The same is true of the pairing, the rarely played Overture in g, which Bruckner wrote as a set exercise at the age of 39, while studying composition (!) with Otto Kitzler. A sort of compendium of stock orchestral-overture gestures in the manner of similar works by Beethoven, Schumann, and Mendelssohn, the Overture is no masterwork—but it can support less tentative, more dramatic readings than this, as Stanislaw Skrowaczewski and the Saarbrücken RSO amply prove in their recording. But Schaller's orchestration of the Quintet is the main attraction; like Stangel's, it is an important contribution to the Bruckner repertoire that deserves wide performance and recording.

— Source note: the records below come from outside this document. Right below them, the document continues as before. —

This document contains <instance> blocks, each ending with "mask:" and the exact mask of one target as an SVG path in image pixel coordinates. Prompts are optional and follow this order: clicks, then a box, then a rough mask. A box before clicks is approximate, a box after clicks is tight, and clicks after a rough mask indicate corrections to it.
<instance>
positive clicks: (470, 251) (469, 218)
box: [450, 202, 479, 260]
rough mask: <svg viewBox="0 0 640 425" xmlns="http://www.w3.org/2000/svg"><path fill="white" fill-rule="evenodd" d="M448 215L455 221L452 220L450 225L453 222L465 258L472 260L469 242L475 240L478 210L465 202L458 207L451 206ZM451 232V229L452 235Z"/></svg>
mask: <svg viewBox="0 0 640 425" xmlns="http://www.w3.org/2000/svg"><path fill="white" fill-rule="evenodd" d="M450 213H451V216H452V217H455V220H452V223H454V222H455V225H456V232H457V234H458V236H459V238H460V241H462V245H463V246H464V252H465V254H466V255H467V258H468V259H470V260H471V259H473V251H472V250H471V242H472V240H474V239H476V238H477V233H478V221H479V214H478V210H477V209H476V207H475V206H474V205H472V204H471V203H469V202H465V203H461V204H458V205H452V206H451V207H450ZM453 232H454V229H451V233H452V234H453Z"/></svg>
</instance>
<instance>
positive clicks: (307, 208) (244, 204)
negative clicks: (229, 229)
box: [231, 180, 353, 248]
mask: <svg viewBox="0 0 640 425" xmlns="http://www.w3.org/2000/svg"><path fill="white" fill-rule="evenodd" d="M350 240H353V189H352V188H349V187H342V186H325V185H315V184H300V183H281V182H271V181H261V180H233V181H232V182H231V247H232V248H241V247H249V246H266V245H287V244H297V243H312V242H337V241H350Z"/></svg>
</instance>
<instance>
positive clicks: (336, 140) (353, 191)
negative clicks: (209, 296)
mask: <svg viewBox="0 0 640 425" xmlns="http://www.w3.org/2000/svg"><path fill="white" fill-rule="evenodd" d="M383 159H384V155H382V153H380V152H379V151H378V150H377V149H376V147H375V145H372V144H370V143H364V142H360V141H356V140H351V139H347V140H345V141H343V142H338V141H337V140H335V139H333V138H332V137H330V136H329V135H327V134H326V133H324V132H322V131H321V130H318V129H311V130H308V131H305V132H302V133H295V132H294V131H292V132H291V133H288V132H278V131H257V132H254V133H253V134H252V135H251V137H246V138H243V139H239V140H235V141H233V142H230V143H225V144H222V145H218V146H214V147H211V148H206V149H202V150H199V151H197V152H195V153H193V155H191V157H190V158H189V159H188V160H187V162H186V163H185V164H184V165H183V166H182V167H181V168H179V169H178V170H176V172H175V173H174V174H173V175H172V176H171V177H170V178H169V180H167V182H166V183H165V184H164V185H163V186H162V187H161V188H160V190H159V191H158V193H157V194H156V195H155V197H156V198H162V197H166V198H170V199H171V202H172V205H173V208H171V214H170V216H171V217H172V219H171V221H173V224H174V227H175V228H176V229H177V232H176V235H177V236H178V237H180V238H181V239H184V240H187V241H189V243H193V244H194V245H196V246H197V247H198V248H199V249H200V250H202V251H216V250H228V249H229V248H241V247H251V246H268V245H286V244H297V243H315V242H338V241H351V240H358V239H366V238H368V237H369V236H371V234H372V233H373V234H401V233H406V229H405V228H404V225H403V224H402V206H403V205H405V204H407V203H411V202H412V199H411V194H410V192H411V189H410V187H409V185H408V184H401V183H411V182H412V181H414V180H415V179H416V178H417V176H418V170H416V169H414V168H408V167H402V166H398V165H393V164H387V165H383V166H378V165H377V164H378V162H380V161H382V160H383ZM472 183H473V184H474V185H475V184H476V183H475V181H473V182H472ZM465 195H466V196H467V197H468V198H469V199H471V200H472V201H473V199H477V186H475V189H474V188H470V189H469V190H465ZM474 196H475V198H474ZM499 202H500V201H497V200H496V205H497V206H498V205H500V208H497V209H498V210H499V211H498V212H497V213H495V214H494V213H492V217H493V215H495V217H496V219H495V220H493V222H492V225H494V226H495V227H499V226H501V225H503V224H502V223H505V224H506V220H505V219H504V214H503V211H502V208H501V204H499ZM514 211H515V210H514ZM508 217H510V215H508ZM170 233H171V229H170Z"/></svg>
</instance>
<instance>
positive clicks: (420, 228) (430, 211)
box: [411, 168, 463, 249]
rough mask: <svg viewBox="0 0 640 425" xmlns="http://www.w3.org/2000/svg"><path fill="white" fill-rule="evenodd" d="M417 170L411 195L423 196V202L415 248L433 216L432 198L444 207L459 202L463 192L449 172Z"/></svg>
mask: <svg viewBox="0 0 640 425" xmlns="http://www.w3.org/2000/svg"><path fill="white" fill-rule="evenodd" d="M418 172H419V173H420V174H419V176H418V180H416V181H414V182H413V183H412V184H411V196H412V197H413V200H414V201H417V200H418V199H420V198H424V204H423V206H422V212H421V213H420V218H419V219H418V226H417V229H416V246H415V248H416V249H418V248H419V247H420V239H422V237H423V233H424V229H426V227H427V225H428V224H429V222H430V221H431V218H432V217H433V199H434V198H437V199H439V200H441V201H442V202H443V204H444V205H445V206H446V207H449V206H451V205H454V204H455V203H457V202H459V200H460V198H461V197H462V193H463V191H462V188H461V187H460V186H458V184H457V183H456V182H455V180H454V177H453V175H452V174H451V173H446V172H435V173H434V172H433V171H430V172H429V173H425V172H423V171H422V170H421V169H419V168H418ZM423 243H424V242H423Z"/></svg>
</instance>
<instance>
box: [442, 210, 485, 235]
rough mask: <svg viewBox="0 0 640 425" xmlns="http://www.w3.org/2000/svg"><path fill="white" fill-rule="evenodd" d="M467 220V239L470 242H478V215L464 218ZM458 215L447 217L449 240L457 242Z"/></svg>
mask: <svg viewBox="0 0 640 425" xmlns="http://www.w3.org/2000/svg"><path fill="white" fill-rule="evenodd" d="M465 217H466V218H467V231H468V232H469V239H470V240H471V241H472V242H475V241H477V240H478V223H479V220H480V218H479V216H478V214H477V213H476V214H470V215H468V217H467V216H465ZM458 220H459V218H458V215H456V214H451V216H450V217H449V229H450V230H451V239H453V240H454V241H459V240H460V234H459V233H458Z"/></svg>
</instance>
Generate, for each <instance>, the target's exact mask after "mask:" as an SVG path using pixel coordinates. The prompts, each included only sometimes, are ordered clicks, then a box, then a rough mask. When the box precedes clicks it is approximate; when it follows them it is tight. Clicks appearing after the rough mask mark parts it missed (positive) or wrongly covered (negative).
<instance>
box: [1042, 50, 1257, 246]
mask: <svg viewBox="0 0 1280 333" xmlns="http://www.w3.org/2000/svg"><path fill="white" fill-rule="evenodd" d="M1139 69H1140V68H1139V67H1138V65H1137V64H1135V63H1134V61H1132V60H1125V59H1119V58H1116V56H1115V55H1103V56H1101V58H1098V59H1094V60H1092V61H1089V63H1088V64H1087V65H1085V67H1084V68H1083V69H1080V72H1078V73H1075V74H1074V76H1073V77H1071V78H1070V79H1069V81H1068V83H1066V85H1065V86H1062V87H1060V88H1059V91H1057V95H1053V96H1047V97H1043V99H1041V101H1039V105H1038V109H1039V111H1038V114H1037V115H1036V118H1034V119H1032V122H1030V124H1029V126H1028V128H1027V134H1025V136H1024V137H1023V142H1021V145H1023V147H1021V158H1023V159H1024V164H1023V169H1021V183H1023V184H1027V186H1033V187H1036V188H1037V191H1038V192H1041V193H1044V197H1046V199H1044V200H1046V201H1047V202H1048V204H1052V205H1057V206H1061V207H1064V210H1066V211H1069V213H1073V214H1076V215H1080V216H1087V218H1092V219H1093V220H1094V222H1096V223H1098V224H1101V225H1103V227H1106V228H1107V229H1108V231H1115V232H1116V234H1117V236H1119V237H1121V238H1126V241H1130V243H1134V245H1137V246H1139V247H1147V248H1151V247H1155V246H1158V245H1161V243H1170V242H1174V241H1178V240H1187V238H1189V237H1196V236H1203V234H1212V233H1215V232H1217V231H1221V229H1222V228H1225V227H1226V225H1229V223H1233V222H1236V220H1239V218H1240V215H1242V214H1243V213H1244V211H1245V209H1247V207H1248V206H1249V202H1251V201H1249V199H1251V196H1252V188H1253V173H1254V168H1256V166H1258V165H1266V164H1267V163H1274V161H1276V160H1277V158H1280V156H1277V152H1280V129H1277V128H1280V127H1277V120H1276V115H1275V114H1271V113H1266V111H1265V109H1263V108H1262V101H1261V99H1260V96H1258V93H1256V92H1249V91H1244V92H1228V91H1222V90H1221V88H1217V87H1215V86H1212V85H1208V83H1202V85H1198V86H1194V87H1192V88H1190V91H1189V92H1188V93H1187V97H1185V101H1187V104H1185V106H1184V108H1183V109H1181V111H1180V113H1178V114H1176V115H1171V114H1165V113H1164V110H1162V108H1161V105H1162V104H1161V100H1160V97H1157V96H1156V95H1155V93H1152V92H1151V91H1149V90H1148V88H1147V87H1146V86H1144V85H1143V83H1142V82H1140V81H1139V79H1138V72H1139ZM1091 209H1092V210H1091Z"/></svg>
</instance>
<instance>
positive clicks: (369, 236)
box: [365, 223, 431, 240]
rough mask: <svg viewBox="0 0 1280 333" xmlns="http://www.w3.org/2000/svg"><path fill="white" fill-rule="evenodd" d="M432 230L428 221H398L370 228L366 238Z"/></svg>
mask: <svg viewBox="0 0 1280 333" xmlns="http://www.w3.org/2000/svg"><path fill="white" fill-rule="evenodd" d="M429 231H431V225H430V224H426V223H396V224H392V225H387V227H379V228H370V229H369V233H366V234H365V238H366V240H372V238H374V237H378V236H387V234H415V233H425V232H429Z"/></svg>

Neither orchestration reveals a 12th Bruckner symphony long hidden in plain hearing, but instead something of perhaps even greater value. As I listened first to the original Quintet, then to Stangel's orchestration, then Schaller's, and as the numbers of players grew and the sound increased, the music seemed to become not more portentous and deep but more distant and light; less profound but more pleasing; less intimate but friendlier. These are not criticisms. It's a wonder that a single composition can be presented as three such different works while never being betrayed.—Richard Lehnert

COMMENTS
Long-time listener's picture

A great review! Thanks

mmole's picture

If I want a taste of long form composition by a guy von Bulow called "half genius, half simpleton," I'll listen to the Wu Tang Clan. Bruckner ain't no RZA. Classical culture has done as much damage to our country and the white community as drugs and Trump have. Kids need real heroes to look up to, not Austro-German romantics posing as "artists." Teaching kids that using rich harmonic language with a strong polyphonic character is cool isn't cool. And it gets many of them killed. Look at the violence running rampant in Carnegie Hall.